Difference is both the condition and limit of identities. Identities gain specificity in difference but the same difference also constitutes the limit on its final realization (Butler 1997). She refers to it as ‘conflictual encounter’… While difference as solidarity refers to the possibility of secular ethos, difference as distance imbricates a sectarian social process. When difference is seen to break naturalized readings of subaltern, exclusion is, in contrast to difference, opening the possibility of naturalizing historically produced identities.

The introductory chapter of the book reminds us that in the current neoliberal times, while recognition and the accompanying corollary of victimhood have become the new templates of aspirational politics, ‘Hyper-recognition marked by separation, rather than emphasis on shared ethos, holds wider appeal.’ The solution according to this book, is  a ‘turn to common humanity needs an ethical project of self-limiting subjectivity.’

The question that still remains in uneven and unequal social conditions is whether social groups hold the same kind of social power to declare themselves as sovereign selves. Can moral or human equivalence replace unequal material positioning?

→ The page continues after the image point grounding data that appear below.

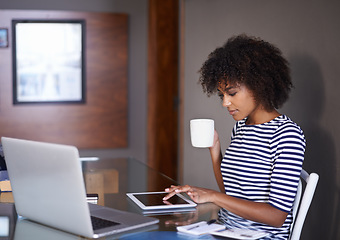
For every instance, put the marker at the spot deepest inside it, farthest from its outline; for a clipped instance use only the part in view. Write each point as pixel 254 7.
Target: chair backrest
pixel 300 212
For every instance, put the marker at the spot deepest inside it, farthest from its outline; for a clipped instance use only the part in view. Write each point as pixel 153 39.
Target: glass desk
pixel 111 179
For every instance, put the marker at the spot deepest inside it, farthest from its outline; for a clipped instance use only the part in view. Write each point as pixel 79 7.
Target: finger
pixel 171 188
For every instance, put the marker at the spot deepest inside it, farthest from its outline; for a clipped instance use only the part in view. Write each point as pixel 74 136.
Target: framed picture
pixel 3 37
pixel 48 61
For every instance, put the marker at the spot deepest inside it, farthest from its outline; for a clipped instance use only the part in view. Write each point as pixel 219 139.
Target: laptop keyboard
pixel 99 223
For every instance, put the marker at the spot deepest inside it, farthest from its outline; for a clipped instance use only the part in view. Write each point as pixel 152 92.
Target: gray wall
pixel 308 33
pixel 137 72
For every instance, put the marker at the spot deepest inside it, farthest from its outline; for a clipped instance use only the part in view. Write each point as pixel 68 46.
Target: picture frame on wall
pixel 48 61
pixel 3 37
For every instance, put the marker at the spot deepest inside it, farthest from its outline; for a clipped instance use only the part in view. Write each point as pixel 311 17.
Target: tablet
pixel 154 201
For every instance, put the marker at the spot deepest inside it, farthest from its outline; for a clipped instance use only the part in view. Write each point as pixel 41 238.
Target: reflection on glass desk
pixel 111 179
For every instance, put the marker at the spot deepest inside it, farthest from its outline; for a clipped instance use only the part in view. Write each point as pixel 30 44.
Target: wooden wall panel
pixel 99 123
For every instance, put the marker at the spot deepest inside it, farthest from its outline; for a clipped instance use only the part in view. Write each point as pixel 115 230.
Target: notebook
pixel 40 173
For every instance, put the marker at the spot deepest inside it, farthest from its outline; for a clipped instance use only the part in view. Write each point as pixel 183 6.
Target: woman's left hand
pixel 198 195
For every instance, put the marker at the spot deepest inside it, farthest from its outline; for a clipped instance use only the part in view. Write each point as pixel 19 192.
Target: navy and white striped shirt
pixel 263 164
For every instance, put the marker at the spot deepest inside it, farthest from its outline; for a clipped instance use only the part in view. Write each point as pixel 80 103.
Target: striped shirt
pixel 263 164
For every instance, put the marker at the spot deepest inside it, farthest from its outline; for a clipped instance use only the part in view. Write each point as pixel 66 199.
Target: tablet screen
pixel 156 199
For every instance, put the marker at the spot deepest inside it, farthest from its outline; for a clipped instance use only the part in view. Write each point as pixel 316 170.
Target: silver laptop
pixel 48 187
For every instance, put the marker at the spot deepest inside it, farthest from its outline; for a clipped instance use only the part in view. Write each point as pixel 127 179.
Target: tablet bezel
pixel 189 203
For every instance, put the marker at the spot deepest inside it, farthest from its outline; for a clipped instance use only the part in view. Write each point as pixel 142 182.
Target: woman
pixel 258 174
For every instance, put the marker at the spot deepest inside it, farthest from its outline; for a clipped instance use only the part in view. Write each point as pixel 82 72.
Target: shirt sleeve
pixel 288 147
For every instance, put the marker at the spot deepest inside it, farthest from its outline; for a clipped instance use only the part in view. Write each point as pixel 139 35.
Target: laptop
pixel 42 174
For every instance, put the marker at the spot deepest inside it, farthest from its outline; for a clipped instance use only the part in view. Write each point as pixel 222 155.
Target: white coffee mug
pixel 202 132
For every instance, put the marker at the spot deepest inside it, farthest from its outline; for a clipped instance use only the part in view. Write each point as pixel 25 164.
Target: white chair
pixel 300 213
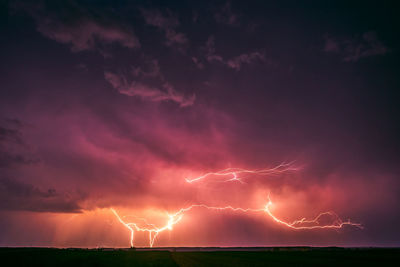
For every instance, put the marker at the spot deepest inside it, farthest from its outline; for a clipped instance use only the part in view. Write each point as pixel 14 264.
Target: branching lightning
pixel 303 224
pixel 233 174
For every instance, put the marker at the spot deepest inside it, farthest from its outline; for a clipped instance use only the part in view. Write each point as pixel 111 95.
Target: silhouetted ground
pixel 301 256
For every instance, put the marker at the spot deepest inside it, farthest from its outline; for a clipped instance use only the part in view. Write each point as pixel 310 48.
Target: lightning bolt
pixel 173 219
pixel 234 173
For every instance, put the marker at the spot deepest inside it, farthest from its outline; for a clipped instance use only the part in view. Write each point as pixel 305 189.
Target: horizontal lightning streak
pixel 302 224
pixel 234 172
pixel 176 217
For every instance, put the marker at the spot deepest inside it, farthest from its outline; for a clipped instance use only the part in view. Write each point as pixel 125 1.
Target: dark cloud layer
pixel 113 104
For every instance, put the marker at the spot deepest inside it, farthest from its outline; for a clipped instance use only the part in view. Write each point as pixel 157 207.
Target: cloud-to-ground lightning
pixel 174 218
pixel 233 174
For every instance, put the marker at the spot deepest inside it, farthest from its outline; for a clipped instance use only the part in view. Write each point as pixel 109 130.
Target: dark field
pixel 195 257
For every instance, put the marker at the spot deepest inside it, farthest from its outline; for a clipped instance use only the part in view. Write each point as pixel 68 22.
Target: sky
pixel 115 115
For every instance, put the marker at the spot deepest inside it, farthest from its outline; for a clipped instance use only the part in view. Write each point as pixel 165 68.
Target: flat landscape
pixel 270 256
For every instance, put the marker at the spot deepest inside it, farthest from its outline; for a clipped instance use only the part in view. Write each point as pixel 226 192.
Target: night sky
pixel 115 104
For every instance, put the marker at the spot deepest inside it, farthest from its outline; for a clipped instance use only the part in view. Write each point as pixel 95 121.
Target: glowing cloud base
pixel 233 175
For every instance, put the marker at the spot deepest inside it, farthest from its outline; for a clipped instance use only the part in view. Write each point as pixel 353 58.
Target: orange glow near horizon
pixel 335 222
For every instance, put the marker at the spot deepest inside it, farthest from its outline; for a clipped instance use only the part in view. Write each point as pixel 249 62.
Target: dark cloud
pixel 80 28
pixel 124 126
pixel 225 15
pixel 166 23
pixel 353 49
pixel 138 89
pixel 15 195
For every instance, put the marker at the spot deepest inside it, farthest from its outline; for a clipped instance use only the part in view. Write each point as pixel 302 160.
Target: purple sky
pixel 112 104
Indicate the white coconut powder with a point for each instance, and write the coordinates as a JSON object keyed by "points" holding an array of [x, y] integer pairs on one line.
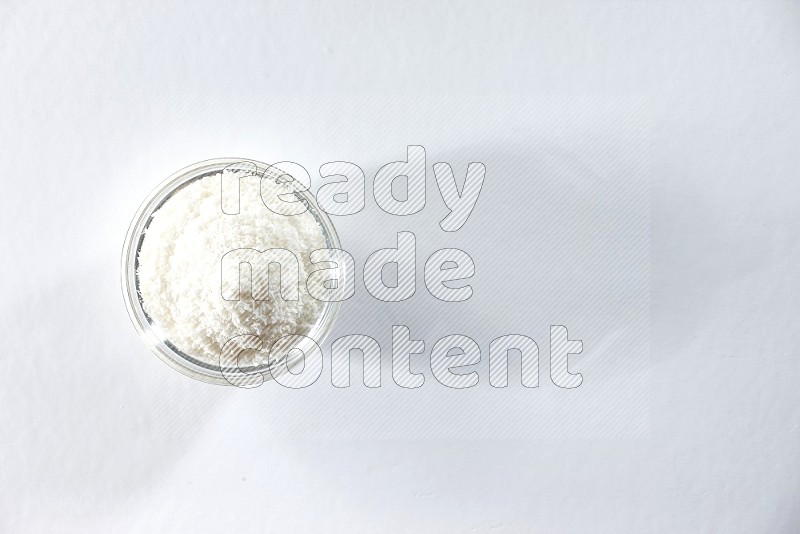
{"points": [[180, 269]]}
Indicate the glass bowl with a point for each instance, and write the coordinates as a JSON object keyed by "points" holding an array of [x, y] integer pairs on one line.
{"points": [[194, 367]]}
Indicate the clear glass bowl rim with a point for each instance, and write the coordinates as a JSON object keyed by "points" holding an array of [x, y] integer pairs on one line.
{"points": [[167, 352]]}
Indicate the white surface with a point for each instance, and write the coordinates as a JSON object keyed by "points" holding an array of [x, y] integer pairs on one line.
{"points": [[100, 102]]}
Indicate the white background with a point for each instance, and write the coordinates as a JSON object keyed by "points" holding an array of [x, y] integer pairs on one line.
{"points": [[100, 101]]}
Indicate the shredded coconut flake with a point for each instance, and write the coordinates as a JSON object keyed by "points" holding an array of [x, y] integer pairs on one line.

Would it not be true to argue that the difficulty of imagining deconstructive politics in real concrete also holds true for actualizing the ideal of ‘common humanity’. This also leaves us with the question of the equation between justice and secular sectarianism.

The core argument of the book reflected through the introduction, various chapters and the Afterword on different forms of identity politics in India reiterates that sectarianism is a condition of approaching justice without the idea of inner self and good life and here even the Class politics of the party Left is also not spared because that too is bedeviled by narrow rigidities as it ‘undermined the potency of cross-class agreements and reduced politics to bare materiality, in the process producing a sectarian logic that undermined the very conditions necessary for class-based collectives.’ This book allows productive conversation on existing templates of subaltern politics, its appropriation by right wing political groups and fresh critical insights emerge on possible road maps of reformulating subalternity, something highly in need to counter the onslaughts of political fundamentalism.